I quattro film, a rivederli oggi, rappresentano un omaggio, una specie di antologia di tutte le Magnani più amate. Lei sempre in scena, spesso in primo piano, coi colori che ne esaltano gli occhi (anche se all’epoca li si vide in bianco e nero). C’è la “Magnani con bambino”, “la Magnani sul letto”, la Magnani sciantosa”, “la Magnani proletaria arricchita”, ovviamente la Magnani trattenuta dalla folla, e addirittura, trionfale, Magnani avvolta nel tricolore, con la corona in testa, definitiva immagine dell’Italia. Un monumento, un po’ malinconico, all’attrice.

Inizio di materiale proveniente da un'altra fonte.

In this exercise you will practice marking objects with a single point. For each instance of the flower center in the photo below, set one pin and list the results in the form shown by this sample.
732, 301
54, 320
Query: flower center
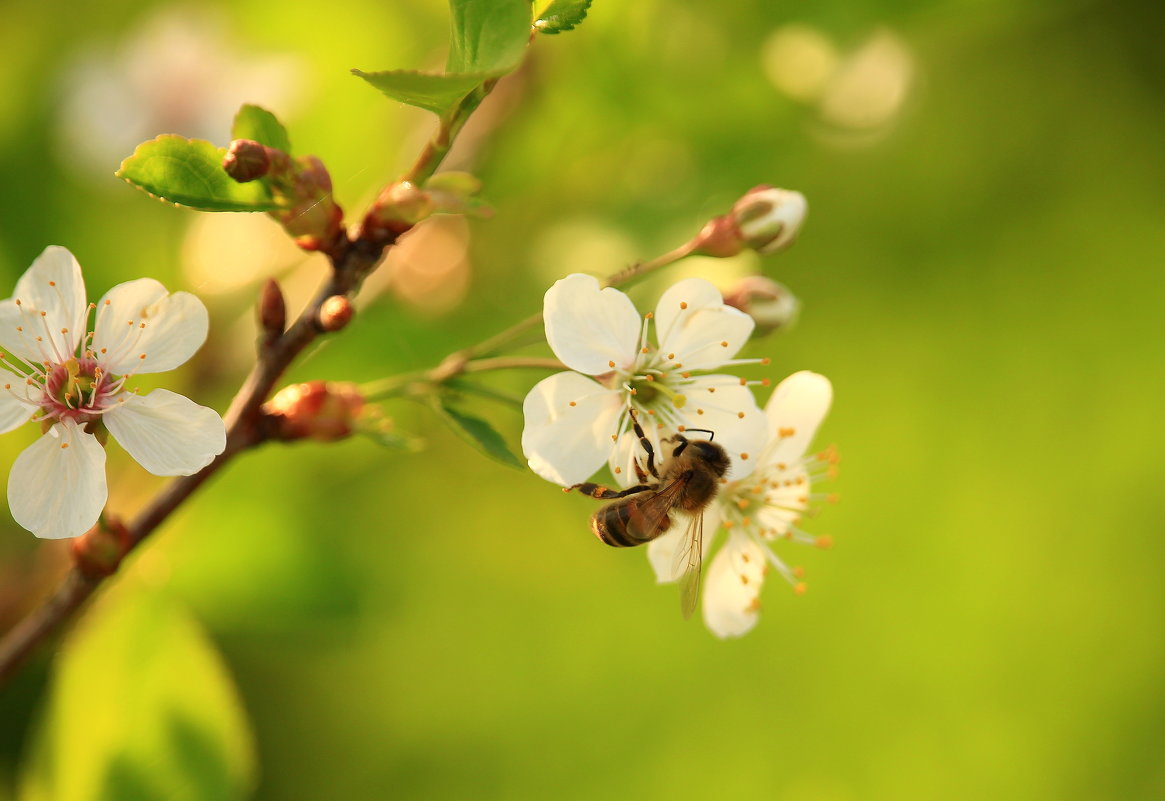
77, 389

Silvia D’Amico ha tanti ricordi vividissimi della sera del 26: La folla a un certo punto buttò giù i cancelli della clinica. Entrarono a forza. Mi ricordo la disperazione di Claudio Villa, e le migliaia di persone al funerale. Non puoi immaginare, era veramente la città a lutto. Era impossibile pensare di entrare nella chiesa. Ma anche uscire: noi uscimmo da una porticina laterale, e la gente vide Eduardo, che aveva quella faccia lì, no?, insomma, la sua solita: emaciato, smunto… Ma la gente intorno lo vide e pensò che stesse per svenire. Si gettarono su di lui per soccorrerlo, facendolo sedere su una sedia. Eduardo si guardava intorno stupito. Noi ci immaginavamo la risata avrebbe fatto Anna a vederlo”.